The consortium involved in the newborn genomic sequencing initiative consists of a diverse and growing selection of stakeholders.
The objective of the BeginNGS newborn genomic sequencing initiative isn’t simply to provide an evaluation limited to today's medications; instead, it's a dynamic assessment, constantly evolving to remain applicable to each emerging curative treatment entering the market, Stephen Kingsmore, MD, DSc, president and CEO, at Rady Children's Institute for Genomic Medicine, explained. To do this, Kingsmore implemented a consortium of stakeholders.
Can you discuss the significance of involvement of various stakeholders in the BeginNGS Consortium?
Rady Children's Institute for Genomic Medicine is tiny, we have about 90 employees. We're part of a big hospital, which has 6500, but we have way too few people and represent way too few constituencies to do something as ambitious as reinventing newborn screening for the US, and the penny dropped on that.
On day one, we realized, if we're serious about this, we need to have a very broad coalition. We need to be listening to all kinds of people and opinions because otherwise, we'll never be successful. So from the get go, we set it up as a consortium. We have at least 30 participant organizations so far, and that will double, triple, or quadruple with time.
So, we have focused on 4 different constituency groups. First of all, we need to buy technology partners–a lot of this is technology–so we have half a dozen organizations that build sequencers, bioinformatics, or electronic medical systems. We need those. Second of all, we needed advocacy organizations.
There are many, many organizations related either to individual genetic diseases of childhood, or sets of genetic diseases. A great example is the National Hemophilia Association. So we have more of those, but we need to add 50 or 100 more so that really we're listening to the voices of parents and advocates.

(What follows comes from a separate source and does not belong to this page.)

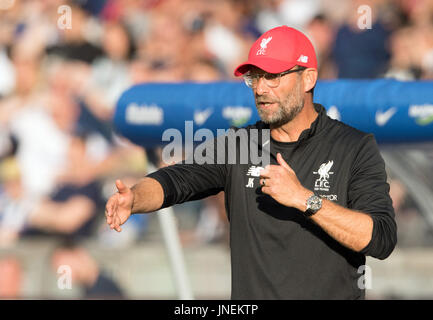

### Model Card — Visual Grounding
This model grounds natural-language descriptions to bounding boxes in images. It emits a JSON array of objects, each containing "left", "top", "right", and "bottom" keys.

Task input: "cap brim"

Thirdly, we have academics, obviously, we need folks who do clinical trials and we're adding to that roster. We have representatives from about half a dozen academic organizations. We have other stakeholders, either governmental or state, or public health system, or the American College of Medical Genetics and Genomics.
And lastly, and this one may be surprising, but it makes total sense when you think about it. We have the pharmaceutical industry. If we do this without the pharmaceutical industry, we will be playing catch up for the rest of our lives. We'll always be chasing the new drugs. If we involve pharma from the get go. We will understand their pipelines. We'll know what they're building, what targets they're after, and we will be able to preempt that.
So, in our design, the goal is not just a test for today's drugs. It's a test that will be what we call adaptive and what that means is it continues to adapt. It continues to be relevant to every new curative therapy that comes to market. Pretty exciting, right?